Deux nouvelles études indépendantes, non encore publiées dans des revues scientifiques – mais chargées sur la base de données BiorXiv ici et ici – ont fait une découverte fascinante relative au même gène impliqué dans la maladie de la “fille de pierre”. Plus précisément, il s’agit du gène ARHGAP36 chez les chats. Après des décennies de recherche, en effet, les scientifiques ont révélé le mystère du pelage des chats rouges, dont la formation est le résultat d’une mutation du gène ARHGAP36, homologue de celui de l’homme. Rappelons que les gènes homologues sont des gènes issus d’un ancêtre commun, présents dans des espèces différentes mais reliées sur le plan phylogénétique. Dans ce cas précis, les petits félins domestiques (Felis catus) et l’être humain (Homo sapiens) sont tous deux mammifères et se trouvent sur le même rameau de l’arbre, bien qu’ils soient séparés par des dizaines de millions d’années d’évolution. Cela indique qu’ils partagent un grand matériel génétique, y compris le gène ARHGAP36. En général, les gènes homologues peuvent maintenir une structure et des fonctions similaires entre les espèces qui les partagent, néanmoins, en raison des mutations accumulées au fil du temps, ils peuvent devenir très divergents.

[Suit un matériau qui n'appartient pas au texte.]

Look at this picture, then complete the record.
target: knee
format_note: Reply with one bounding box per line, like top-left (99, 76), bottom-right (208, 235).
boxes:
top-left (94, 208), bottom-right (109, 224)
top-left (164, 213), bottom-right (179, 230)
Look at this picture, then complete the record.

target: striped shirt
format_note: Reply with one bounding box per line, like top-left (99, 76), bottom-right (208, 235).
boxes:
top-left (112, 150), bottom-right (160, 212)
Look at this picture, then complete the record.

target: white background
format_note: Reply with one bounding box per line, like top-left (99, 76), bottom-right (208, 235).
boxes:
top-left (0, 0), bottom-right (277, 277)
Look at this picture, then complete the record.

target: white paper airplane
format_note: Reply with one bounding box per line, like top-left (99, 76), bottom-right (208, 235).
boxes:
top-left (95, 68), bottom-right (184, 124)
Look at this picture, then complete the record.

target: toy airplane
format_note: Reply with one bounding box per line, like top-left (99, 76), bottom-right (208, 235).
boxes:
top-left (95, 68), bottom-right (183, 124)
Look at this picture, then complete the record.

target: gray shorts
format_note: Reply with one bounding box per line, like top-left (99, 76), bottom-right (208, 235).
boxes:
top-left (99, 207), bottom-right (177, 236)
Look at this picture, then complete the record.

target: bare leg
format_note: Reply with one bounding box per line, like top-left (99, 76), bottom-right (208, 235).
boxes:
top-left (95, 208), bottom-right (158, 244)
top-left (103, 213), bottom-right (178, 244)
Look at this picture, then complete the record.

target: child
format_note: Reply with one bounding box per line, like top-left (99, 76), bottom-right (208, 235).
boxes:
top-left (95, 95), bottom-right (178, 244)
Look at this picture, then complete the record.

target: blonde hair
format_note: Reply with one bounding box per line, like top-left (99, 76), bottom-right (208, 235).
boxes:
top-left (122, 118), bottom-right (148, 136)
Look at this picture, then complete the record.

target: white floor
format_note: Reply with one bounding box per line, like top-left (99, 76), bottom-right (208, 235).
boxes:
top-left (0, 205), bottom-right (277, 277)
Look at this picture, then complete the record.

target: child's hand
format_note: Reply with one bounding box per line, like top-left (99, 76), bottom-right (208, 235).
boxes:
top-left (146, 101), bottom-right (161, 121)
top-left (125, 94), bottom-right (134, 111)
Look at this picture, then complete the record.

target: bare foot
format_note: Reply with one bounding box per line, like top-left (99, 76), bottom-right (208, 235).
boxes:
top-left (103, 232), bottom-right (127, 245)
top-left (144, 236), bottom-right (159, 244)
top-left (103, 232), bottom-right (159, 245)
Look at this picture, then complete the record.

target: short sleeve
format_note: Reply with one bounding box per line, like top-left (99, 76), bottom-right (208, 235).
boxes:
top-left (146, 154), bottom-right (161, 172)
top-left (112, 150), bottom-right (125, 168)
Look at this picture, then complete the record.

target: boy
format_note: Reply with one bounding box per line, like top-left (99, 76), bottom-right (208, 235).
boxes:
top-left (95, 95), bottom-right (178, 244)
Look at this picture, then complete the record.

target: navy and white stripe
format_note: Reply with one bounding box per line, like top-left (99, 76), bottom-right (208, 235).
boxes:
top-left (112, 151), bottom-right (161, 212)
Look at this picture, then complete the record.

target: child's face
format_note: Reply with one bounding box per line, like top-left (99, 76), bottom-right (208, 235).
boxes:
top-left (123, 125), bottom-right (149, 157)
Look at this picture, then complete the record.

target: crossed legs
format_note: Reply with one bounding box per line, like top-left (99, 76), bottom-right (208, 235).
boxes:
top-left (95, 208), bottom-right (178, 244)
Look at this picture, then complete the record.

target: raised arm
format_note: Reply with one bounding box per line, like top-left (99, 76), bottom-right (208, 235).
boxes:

Dans le cas de l’ARHGAP36 félin, les chercheurs ont découvert qu’une délétion (un type particulier de mutation chromosomique, c’est-à-dire la perte d’un segment d’un chromosome) entraîne une régulation anormale de ce gène, poussant les mélanocytes à produire un pigment clair. Cela se traduit, en termes simples, par le pelage des chats mâles. Les chercheurs ont atteint leurs conclusions en analysant les concentrations d’ARN produites par les mélanocytes de chats rouges et non rouges; ils ont observé que ceux des premiers produisaient 13 fois plus d’ARN à partir du gène ARHGAP36, situé sur le chromosome X. C’est cette anomalie qui donne aux chats leur pelage rouge, un mystère élucidé uniquement aujourd’hui. Deux études ont abouti à ce résultat simultanément, l’une conduite aux États-Unis par le généticien Greg Barsh de la prestigieuse Université de Stanford, et l’autre au Japon par le biologiste du développement Hiroyuki Sasaki de l’Université de Kyushu.

La différence substantielle entre l’anomalie génétique qui détermine le pelage rouge des chats et celle qui a provoqué la terrible maladie de Beatrice Naso réside dans la manière dont l’expression du gène ARHGAP36 est dérégulée. Dans le cas des félins, l’anomalie concerne seulement les mélanocytes, ce qui fait que la manifestation est confinée à la seule couleur du pelage; en ce qui concerne la pathologie humaine, la dérégulation touche plutôt la lignée germinale, ce qui implique toutes les cellules. C’est pourquoi l’ensemble du corps de la fillette est resté pétrifié par le processus d’ossification. Grâce à la compréhension de ces anomalies génétiques et des mécanismes biologiques qu’elles déclenchent, les scientifiques peuvent accumuler des connaissances précieuses qui, un jour, pourraient aider à prévenir certaines maladies rares et congénitales par des formes innovantes de thérapie génique. Toutefois, ces études pourraient également conduire à une compréhension des parcours pathogéniques de pathologies plus courantes.